Thyme and thyme plants attain maturity anywhere from 70-200 days depending on the variety, but it is well worth the wait. Leaves can be harvested throughout the growing period, which will help the plant grow fuller and more robust. Harvest thyme leaves by pinching or snipping a branch just above a leaf node, using care not to cut back more than one-third of the branch or plant at a time. Continue to pinch off branch tips and leaves from stems to boost new branch and leaf production. Use the leaves fresh, freeze them in an airtight container, or dry them for future use.
Recommended Thyme Varieties
There are many different varieties of thyme plants that vary in height, color, scent, and flavor. When selecting a thyme plant, try rubbing the leaves of the plant to test its fragrance. The more intense the smell of the leaves are, the more flavor they will have. Here are some of our favorite selections when growing thyme.

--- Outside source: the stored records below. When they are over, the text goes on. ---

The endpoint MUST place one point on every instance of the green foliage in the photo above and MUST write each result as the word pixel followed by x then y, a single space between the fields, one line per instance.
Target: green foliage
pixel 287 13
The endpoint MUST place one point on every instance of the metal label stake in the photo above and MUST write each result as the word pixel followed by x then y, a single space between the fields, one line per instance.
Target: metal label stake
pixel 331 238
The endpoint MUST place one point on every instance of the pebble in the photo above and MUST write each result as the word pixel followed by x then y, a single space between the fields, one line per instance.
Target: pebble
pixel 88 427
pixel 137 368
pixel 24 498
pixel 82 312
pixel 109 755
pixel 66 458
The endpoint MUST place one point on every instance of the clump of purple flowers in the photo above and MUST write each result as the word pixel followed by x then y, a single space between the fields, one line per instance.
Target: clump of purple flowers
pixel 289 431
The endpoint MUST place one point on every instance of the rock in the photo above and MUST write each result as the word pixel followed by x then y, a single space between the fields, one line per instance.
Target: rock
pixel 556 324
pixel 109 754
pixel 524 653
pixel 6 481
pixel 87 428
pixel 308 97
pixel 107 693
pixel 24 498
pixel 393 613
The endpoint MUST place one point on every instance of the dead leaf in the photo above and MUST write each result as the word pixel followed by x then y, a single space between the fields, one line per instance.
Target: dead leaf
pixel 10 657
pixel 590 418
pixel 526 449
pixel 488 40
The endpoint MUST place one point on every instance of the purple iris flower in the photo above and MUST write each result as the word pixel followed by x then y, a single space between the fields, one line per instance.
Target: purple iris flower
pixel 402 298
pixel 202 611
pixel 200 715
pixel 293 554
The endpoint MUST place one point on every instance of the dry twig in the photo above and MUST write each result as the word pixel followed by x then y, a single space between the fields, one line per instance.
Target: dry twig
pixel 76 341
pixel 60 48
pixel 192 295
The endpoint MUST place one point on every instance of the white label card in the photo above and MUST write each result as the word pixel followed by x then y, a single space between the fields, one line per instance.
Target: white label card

- ‘Orangela’ takes 180 to 200 days to reach full maturity. The plant has delicate leaves and an earthy orange taste, making it a culinary masterpiece.
- ‘Common Thyme’ attracts bees and other beneficial pollinators. Most widely planted culinary variety of thyme.
- ‘Creeping Thyme’ makes an aromatic spreading groundcover. Lovely when planted in containers, over a stone wall, or in a rock garden.
- ‘English Thyme’ has a maturation time of 70 days and is a taller variety with light purple to gray colored blooms.
- Lemon Thyme’ is much like common thyme but with a touch of lemon scent and flavor.